The M5 Max recorded a single-core score of 4,268. That figure matches the standard M5 chip found in the base 14-inch MacBook Pro released in October and currently stands as the highest single-core score of any consumer PC processor in the Geekbench 6 database.
It even edges past AMD’s Ryzen 9 series in the same test.
Single-core performance is critical for responsiveness, code compilation, and many professional creative apps. A jump here often translates to noticeably snappier real-world behavior.
GPU performance climbs, but not past M3 Ultra
On the graphics side, the 40-core GPU inside the M5 Max delivered Metal scores of 218,772 and 232,718 in two separate benchmark entries.
That places it:
- Roughly 5–10% below the highest-end M3 Ultra average Metal score (245,053)
- Over 20% higher than the top-tier M4 Max average (191,600)
In other words, while the M5 Max doesn’t dethrone the M3 Ultra in raw GPU output, it closes much of the gap — and does so in a portable 16-inch MacBook Pro chassis rather than a desktop Mac Studio.
That distinction matters.
Efficiency and core scaling
The more interesting detail may be how Apple is achieving these gains.

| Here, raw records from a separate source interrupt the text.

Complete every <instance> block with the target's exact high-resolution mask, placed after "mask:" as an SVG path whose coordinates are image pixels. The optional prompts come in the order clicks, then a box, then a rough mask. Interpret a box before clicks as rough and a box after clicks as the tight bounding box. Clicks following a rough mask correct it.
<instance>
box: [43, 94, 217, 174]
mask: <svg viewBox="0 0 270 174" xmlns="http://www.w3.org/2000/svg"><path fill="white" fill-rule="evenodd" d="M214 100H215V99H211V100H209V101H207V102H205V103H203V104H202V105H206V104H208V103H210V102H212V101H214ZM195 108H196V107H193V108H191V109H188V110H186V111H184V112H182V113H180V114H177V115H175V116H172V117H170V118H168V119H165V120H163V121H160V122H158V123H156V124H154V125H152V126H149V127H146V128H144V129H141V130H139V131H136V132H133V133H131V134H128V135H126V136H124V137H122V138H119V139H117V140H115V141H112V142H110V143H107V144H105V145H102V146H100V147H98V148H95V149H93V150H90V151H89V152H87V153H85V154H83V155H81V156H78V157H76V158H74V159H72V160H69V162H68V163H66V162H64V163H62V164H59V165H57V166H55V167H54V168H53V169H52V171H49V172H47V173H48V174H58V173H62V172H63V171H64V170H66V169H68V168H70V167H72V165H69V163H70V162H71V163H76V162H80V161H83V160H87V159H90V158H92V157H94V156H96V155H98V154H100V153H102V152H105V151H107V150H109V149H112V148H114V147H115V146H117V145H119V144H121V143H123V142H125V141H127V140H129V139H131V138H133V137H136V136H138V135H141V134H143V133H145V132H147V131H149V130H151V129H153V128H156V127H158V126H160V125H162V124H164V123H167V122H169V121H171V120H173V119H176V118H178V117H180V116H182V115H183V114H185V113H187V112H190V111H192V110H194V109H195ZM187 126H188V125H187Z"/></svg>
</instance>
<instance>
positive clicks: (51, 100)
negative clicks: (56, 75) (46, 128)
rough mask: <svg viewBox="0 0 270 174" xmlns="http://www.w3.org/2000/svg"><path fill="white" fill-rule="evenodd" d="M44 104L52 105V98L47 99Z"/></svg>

Beating a 32-core M3 Ultra with an 18-core CPU suggests architectural improvements rather than brute-force scaling. The performance-per-core appears to have improved meaningfully, continuing Apple’s trend of aggressive year-over-year efficiency gains.
If the numbers hold, Apple is extracting more performance from fewer cores — a strategy that benefits thermals, battery life, and sustained workloads in a laptop form factor.
Still, this is a single benchmark entry. Early Geekbench listings can occasionally reflect pre-release firmware or atypical testing conditions. Broader benchmark coverage will provide a clearer picture.
What this means for buyers
For professionals using video editing suites, 3D workflows, or heavy compilation tasks, a 15% CPU uplift and 20% GPU improvement over M4 Max could be meaningful — especially for users coming from M2 or M3-class machines.
However, M4 Max owners may see this as a refinement rather than a dramatic leap.
MacBook Pro models with M5 Pro and M5 Max are available for pre-order now, with availability beginning March 11.
If these early numbers are accurate, Apple has once again reset the ceiling for consumer-class laptop silicon — this time without needing its Ultra-tier desktop chip to do it.